Sarah sat rod straight and listened to Rachel’s frantic bursts of breath, her breasts rising, then falling, then rising again. It took considerable time before the sobs died out. It occurred to her that this woman had never known happiness. Maybe small moments of contentment, but never for long, never true joy.

“You have to stop doing this,” she said more gently than she felt. Hate and pity were hard to hold on to at the same time.

Rachel raised her shoulders, nodding vehemently. “I know.”

“And you have to give everything back. You still have their things, right?”

“I do. And I will.”

“How?”

“It’s all in a box. It’s in my car now. I’m going to take it to Prairie View.”

She could hardly trust her. “When?”

Rachel closed her hand around her arm and Sarah let it stay. “Today, on my way out. I have to leave this place.”

Sarah nodded. If you dug in the dirt, scratched deep, this town shared plenty of blame for the woman she’d become. It could hardly give her what she needed now.

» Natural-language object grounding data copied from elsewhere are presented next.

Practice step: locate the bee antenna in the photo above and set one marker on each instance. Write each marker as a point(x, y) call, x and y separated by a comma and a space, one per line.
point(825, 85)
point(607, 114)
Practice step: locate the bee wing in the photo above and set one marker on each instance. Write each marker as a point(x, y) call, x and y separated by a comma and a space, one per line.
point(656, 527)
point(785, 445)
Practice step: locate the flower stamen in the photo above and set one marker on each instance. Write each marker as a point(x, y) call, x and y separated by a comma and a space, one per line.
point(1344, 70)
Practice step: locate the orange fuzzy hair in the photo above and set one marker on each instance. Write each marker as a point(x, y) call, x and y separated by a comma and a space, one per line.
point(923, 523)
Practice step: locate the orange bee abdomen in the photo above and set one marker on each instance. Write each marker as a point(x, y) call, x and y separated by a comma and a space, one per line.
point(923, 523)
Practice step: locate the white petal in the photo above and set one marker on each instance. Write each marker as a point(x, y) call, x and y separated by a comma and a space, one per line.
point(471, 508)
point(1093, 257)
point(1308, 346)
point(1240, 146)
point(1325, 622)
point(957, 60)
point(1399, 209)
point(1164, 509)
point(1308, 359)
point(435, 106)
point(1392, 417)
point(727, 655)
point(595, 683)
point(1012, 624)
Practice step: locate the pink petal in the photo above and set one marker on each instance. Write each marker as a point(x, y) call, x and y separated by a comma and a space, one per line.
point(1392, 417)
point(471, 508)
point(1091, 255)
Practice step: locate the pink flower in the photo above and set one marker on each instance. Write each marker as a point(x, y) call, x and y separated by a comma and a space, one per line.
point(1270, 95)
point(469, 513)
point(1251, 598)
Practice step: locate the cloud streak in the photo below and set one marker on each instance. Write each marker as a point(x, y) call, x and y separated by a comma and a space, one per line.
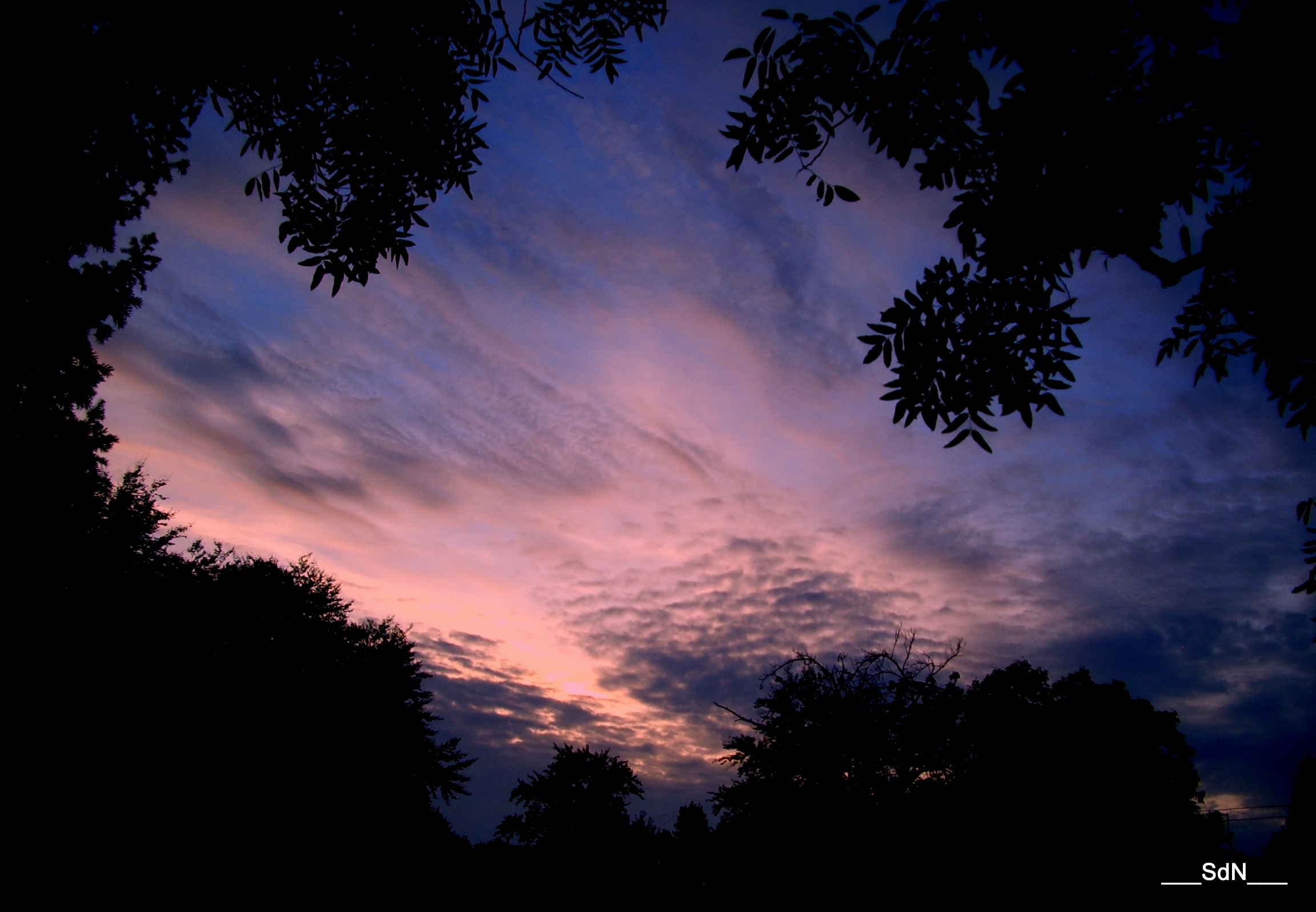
point(608, 444)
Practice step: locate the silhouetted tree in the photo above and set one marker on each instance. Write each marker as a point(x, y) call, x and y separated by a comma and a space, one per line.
point(1106, 116)
point(235, 711)
point(578, 802)
point(362, 120)
point(880, 769)
point(833, 745)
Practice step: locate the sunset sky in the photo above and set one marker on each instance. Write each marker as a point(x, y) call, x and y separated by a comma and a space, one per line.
point(608, 445)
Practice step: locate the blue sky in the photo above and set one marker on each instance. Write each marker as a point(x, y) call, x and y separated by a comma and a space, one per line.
point(608, 445)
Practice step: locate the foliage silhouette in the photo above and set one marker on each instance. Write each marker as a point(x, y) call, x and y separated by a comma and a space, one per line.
point(876, 763)
point(579, 801)
point(239, 710)
point(360, 123)
point(360, 120)
point(1106, 118)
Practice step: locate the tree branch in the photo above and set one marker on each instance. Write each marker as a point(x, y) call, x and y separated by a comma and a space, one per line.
point(1167, 270)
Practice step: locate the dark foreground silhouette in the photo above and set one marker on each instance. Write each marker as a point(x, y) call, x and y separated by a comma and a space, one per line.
point(244, 732)
point(874, 775)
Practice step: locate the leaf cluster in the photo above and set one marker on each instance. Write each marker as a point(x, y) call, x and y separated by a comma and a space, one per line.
point(1106, 119)
point(877, 760)
point(578, 801)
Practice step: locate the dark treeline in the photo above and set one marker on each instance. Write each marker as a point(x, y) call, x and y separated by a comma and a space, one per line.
point(224, 717)
point(236, 715)
point(877, 773)
point(271, 735)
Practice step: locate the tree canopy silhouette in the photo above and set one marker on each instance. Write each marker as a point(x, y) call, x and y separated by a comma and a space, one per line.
point(877, 762)
point(578, 802)
point(1106, 118)
point(360, 123)
point(237, 709)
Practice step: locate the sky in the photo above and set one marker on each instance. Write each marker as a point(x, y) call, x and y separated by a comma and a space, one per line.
point(608, 445)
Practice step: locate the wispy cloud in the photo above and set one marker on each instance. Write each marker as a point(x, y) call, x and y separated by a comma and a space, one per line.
point(608, 444)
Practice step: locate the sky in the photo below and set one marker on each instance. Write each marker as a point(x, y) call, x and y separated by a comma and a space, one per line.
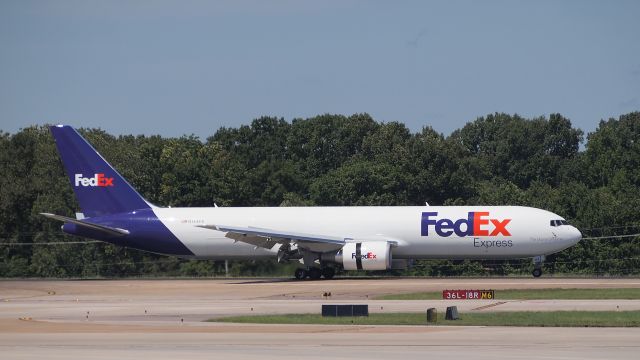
point(191, 67)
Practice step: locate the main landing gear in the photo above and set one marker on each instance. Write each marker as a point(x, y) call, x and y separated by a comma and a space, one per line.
point(538, 261)
point(315, 273)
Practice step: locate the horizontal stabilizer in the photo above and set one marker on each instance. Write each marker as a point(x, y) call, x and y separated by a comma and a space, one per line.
point(102, 228)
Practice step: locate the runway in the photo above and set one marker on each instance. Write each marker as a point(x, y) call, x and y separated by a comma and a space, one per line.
point(164, 319)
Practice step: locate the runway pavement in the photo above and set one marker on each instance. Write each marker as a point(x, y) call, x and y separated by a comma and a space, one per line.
point(131, 319)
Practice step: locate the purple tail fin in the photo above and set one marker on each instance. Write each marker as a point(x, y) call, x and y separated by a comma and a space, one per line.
point(99, 188)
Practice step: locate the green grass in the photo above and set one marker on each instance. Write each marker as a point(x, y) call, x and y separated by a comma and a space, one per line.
point(550, 319)
point(535, 294)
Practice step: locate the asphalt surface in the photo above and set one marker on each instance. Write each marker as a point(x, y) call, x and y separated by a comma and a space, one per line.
point(163, 319)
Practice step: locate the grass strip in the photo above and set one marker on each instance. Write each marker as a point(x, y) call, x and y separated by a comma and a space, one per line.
point(539, 319)
point(535, 294)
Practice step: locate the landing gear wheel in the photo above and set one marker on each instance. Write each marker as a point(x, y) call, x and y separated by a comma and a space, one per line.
point(301, 274)
point(315, 273)
point(537, 272)
point(328, 273)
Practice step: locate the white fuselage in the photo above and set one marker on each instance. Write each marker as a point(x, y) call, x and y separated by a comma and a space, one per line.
point(500, 232)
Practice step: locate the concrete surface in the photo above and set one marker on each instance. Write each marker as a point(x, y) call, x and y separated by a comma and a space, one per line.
point(107, 319)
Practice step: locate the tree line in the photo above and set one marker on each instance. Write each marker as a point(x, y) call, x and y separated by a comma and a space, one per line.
point(499, 159)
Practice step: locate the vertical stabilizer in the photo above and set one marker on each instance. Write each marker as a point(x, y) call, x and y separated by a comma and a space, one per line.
point(99, 188)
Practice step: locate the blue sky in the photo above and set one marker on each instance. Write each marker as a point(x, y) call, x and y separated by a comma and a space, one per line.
point(190, 67)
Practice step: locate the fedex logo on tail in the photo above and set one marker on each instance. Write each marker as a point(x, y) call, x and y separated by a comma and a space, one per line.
point(477, 223)
point(366, 256)
point(97, 180)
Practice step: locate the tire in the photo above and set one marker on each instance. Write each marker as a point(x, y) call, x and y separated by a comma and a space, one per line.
point(328, 273)
point(300, 274)
point(537, 273)
point(315, 273)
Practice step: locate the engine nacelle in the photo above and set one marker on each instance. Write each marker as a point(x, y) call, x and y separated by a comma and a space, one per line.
point(372, 255)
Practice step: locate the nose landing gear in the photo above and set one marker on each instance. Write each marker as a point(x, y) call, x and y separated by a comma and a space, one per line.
point(538, 261)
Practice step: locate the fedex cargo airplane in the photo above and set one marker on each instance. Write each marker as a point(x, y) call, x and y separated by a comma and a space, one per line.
point(321, 238)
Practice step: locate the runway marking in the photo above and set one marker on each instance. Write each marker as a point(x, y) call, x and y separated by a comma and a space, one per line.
point(489, 306)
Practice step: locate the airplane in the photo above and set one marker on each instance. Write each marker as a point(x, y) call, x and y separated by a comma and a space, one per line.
point(322, 239)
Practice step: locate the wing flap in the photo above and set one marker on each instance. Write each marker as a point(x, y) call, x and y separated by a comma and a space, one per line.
point(267, 238)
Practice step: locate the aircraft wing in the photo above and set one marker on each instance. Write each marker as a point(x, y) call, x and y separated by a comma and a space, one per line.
point(267, 238)
point(102, 228)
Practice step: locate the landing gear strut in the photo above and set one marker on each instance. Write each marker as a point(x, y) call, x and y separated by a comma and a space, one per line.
point(538, 261)
point(315, 273)
point(300, 274)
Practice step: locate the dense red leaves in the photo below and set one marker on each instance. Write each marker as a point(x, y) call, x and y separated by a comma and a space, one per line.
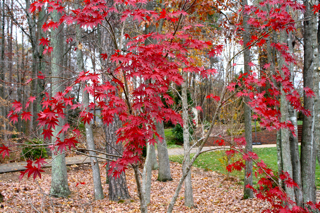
point(217, 98)
point(47, 133)
point(159, 65)
point(67, 143)
point(26, 115)
point(4, 151)
point(44, 41)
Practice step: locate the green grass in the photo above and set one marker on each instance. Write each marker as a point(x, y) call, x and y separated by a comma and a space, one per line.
point(216, 161)
point(170, 139)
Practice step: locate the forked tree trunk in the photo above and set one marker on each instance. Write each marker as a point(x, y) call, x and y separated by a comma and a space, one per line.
point(307, 143)
point(59, 181)
point(118, 189)
point(98, 192)
point(294, 147)
point(285, 143)
point(188, 194)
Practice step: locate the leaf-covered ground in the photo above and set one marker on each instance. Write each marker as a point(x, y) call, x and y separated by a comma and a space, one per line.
point(213, 192)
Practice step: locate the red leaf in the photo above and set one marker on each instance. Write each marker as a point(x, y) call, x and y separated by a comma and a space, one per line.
point(47, 133)
point(198, 108)
point(309, 92)
point(217, 98)
point(32, 170)
point(251, 64)
point(26, 116)
point(104, 56)
point(64, 128)
point(17, 106)
point(31, 99)
point(14, 118)
point(40, 162)
point(44, 41)
point(4, 151)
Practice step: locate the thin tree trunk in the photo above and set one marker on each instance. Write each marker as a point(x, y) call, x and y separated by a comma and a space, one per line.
point(188, 194)
point(59, 181)
point(2, 66)
point(118, 189)
point(294, 147)
point(98, 192)
point(307, 144)
point(285, 143)
point(147, 173)
point(141, 193)
point(164, 173)
point(247, 192)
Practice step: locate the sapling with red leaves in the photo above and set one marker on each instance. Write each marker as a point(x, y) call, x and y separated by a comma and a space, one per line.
point(160, 64)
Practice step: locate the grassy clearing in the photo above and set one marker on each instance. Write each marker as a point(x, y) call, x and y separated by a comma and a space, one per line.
point(170, 139)
point(217, 161)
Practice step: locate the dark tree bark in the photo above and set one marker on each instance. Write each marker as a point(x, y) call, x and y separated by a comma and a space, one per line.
point(118, 189)
point(247, 193)
point(307, 143)
point(164, 173)
point(59, 182)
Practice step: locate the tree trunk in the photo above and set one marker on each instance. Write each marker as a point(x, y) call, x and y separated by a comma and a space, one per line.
point(294, 147)
point(247, 193)
point(153, 156)
point(2, 66)
point(285, 143)
point(188, 194)
point(59, 182)
point(147, 173)
point(141, 193)
point(98, 192)
point(164, 173)
point(307, 143)
point(118, 189)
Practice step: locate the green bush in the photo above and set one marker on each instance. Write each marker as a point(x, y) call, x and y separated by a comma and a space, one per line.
point(34, 152)
point(177, 131)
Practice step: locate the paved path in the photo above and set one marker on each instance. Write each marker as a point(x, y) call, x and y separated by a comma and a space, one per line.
point(20, 166)
point(179, 151)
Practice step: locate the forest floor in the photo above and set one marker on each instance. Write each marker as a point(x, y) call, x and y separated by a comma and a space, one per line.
point(213, 192)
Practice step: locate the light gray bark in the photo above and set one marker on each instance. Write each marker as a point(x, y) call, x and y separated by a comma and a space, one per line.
point(153, 156)
point(164, 173)
point(118, 189)
point(98, 192)
point(317, 101)
point(140, 188)
point(247, 193)
point(188, 194)
point(294, 147)
point(198, 152)
point(147, 174)
point(285, 143)
point(316, 78)
point(271, 60)
point(59, 181)
point(307, 144)
point(2, 64)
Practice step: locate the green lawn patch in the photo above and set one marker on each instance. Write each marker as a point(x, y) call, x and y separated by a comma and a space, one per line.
point(217, 161)
point(171, 143)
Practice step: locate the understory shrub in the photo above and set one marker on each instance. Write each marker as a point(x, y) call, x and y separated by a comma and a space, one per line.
point(34, 150)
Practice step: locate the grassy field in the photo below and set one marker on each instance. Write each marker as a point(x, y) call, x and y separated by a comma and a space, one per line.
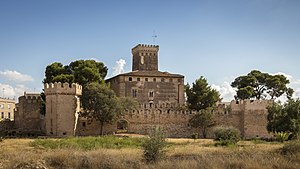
point(116, 152)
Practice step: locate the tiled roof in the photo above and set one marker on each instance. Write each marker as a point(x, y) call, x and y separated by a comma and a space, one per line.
point(149, 74)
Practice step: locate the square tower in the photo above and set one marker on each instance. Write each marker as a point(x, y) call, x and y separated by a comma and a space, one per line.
point(145, 57)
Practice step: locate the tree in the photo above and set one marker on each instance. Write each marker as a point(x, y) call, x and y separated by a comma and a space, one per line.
point(53, 71)
point(284, 118)
point(87, 71)
point(201, 95)
point(80, 71)
point(203, 120)
point(154, 145)
point(259, 85)
point(101, 103)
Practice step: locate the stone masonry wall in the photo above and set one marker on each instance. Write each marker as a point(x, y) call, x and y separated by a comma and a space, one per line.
point(27, 116)
point(247, 116)
point(62, 107)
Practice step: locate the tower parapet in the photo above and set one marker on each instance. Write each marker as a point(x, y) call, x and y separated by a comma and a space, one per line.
point(62, 88)
point(145, 57)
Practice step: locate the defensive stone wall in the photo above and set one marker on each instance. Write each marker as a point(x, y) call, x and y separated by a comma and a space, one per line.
point(27, 116)
point(62, 107)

It couldn’t give Sarah what she needed either.

Rachel dug through her purse and pulled out a small purple satin bag with a ribbon drawstring. “This is for you,” she said, carefully laying it in her lap.

Sarah eyed the bag suspiciously.

“I didn’t steal it if that’s what you’re thinking. It was a present from my grandma.”

Sarah reluctantly loosened the ribbon and unwrapped the layers of faded cloth to find a teardrop opal on a silver chain.

Rachel stared longingly at the gift she was giving. “I’ve had this since I was a little girl. My grandma was wearing it when she carried me to bed. She told me I had her eyes. The next morning it was tucked in her handkerchief under my pillow. It was her last visit; my father saw to that.”

The opal had a rich pearly lustre, the chain as delicate as silver thread. “Why are you giving this to me, Rachel? This should be something you keep.”

“I don’t need a pendant to remember her. And I want this for you.”

“But why?”

“Because of your kindness. Because of the way you’ve treated me. Because it’s all I have to give.”

Sarah looked down at her hands. Slowly, reluctantly, she lifted the pendant to her throat. With trembling fingers, she opened the clasp and felt it click into place.

Rachel’s eyes glistened. “It looks beautiful. I won’t forget you.”

Sarah had to look away, afraid she might cry herself. The weight of the stone near her heart felt too heavy.

“I should go,” Rachel said, gathering her purse, pulling herself up.

“Yes. You should go,” she heard herself say. She closed her eyes, kneading her temples with the tips of her fingers. When she opened her eyes again, Carter was at her side, sweaty and panting, the older boys whizzing across the field on their shiny bikes.

“Aw,” he whined miserably. “How come Rachel left too?”

She gathered her son into her arms and held him so tight he yelped in protest. “Show me how you can climb the pole?” she whispered. She cupped his hand in hers, letting him drag her away from that sad, hurtful place.